Snoopy, new canine recruit at the Institut Curie, delights patients and caregivers


It relaxes patients in the waiting room, triggers smiles before an anxiety-provoking treatment, and makes you forget about cancer: Snoopy, the new “recruit” of the Institut Curie in Paris, is a dog who also creates a link between caregivers.

This is the first time that a hospital in France has had a full-time dog in a care unit. Other countries, such as the United States or Canada, make more extensive use of these “therapeutic” or “mediation” animals, mainly cats and dogs.

We discover Snoopy, a two-year-old black and white English setter, adopted at the SPA, comfortably installed in the office of the “Research, Wounds and Healing Unit” of the Parisian anti-cancer center, at the origin of the project.
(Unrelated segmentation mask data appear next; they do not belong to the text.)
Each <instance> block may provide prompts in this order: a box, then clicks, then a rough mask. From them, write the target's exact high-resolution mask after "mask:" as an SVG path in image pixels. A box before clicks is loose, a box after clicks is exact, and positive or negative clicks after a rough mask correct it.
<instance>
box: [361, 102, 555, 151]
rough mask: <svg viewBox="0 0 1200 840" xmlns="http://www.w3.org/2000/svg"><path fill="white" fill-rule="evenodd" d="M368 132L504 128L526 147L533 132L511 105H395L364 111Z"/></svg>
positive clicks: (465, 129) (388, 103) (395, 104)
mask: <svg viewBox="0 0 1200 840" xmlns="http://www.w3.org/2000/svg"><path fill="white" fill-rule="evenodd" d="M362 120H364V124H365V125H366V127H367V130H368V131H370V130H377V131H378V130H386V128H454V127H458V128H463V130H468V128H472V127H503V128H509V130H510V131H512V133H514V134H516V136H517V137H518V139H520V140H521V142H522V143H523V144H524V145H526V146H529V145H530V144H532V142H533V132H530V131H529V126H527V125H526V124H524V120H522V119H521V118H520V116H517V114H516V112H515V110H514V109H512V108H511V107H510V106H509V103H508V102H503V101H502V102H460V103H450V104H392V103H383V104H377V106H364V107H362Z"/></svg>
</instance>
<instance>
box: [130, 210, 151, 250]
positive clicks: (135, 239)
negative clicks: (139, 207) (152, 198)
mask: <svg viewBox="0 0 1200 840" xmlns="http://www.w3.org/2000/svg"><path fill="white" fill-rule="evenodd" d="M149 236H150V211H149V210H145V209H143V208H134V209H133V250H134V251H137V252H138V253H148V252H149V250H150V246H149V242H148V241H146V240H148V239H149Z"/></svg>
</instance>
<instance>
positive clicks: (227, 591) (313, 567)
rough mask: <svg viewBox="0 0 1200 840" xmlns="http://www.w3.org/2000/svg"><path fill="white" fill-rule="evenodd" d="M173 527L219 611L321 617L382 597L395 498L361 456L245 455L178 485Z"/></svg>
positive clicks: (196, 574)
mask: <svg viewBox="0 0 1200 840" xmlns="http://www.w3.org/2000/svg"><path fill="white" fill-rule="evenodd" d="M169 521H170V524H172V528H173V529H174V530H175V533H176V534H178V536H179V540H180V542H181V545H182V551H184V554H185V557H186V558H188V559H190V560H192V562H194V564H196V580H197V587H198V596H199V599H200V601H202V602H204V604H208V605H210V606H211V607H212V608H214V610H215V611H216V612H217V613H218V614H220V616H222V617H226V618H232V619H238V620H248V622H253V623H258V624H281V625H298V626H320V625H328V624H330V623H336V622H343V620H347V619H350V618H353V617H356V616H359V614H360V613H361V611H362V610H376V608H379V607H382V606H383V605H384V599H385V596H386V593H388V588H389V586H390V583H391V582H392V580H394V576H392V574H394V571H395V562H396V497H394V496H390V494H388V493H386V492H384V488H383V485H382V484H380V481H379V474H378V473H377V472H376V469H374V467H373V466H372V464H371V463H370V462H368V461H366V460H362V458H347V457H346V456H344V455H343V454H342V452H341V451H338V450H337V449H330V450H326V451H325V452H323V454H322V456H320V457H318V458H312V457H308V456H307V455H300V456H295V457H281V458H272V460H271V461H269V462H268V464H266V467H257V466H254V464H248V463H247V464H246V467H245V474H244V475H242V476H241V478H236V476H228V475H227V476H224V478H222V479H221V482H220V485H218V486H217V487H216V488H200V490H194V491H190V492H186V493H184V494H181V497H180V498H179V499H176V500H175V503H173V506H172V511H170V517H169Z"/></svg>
Create a link between caregivers and patients

The whole team is very caring, not stingy with caresses and always quick to throw him a kibble. Arrived in mid-December, their new “work colleague”, as they like to call him, seems to have integrated quickly.

Isabelle Fromantin, the team manager, insists: “it was a project imagined by all the members of the service”. “We wondered how to create a link between caregivers and patients,” explains the nurse-researcher. “In a place where you often have to go fast, he brings a kind of humanity”.

“Cancer is a considerable ordeal for patients and their loved ones,” she continues. “He gives them a little smile”. Various studies indicate that during therapy, the presence of an animal increases the patient’s participation.

Just look at the reactions of patients in the waiting room when they see him arrive, eager for hugs: his arrival breaks the silence, triggering spontaneous conversations.

At 75, Laurette Duponchel, treated at Curie for carcinoma on her foot, does not hide her joy at finding him: “seeing him brings me a lot of well-being, comfort”, she lights up. “It can also be beneficial to those who have no family, or few visitors,” she says.

Among Snoopy’s future missions: to be alongside patients who want it shortly before anxiety-provoking treatment, especially children.

“Shared custody”

For reasons of hygiene and safety, he never enters the treatment rooms and does not visit patients who are too fragile. Every two or three weeks, education sessions are organized within the hospital to teach him certain skills. “We teach him to interact with a patient, to lie down in front of him, to put his paws on the bed or to put his muzzle down to be petted”, explains Aurélie Nuzillard, canine educator.

Each mastered exercise will be a good opportunity to earn kibble. His official owner, Marguerite Nicodeme, an advanced practice nurse, chose him according to very specific criteria: “we wanted a medium-sized dog so that it wouldn’t be too impressive, with drooping ears for the ‘reassuring’ side and who is sociable, who can interact with patients of any age”, she lists.

“Since it was a team project, we decided that he would live in ‘shared custody’, sleeping alternately with several members of the service,” she adds.

If the arrival of Snoopy delighted many patients, it also made it possible to bring together caregivers who sometimes crossed paths in the corridors without knowing each other. The adoption of this dog is also part of a study to assess its benefit in the hospital setting.

“We want to be able to measure the well-being brought to a patient by a four-legged companion and see if it really improves the quality of life at work in the hospital”, specifies Professor Steven Le Gouill, director of the ensemble. Hospital of the Institute.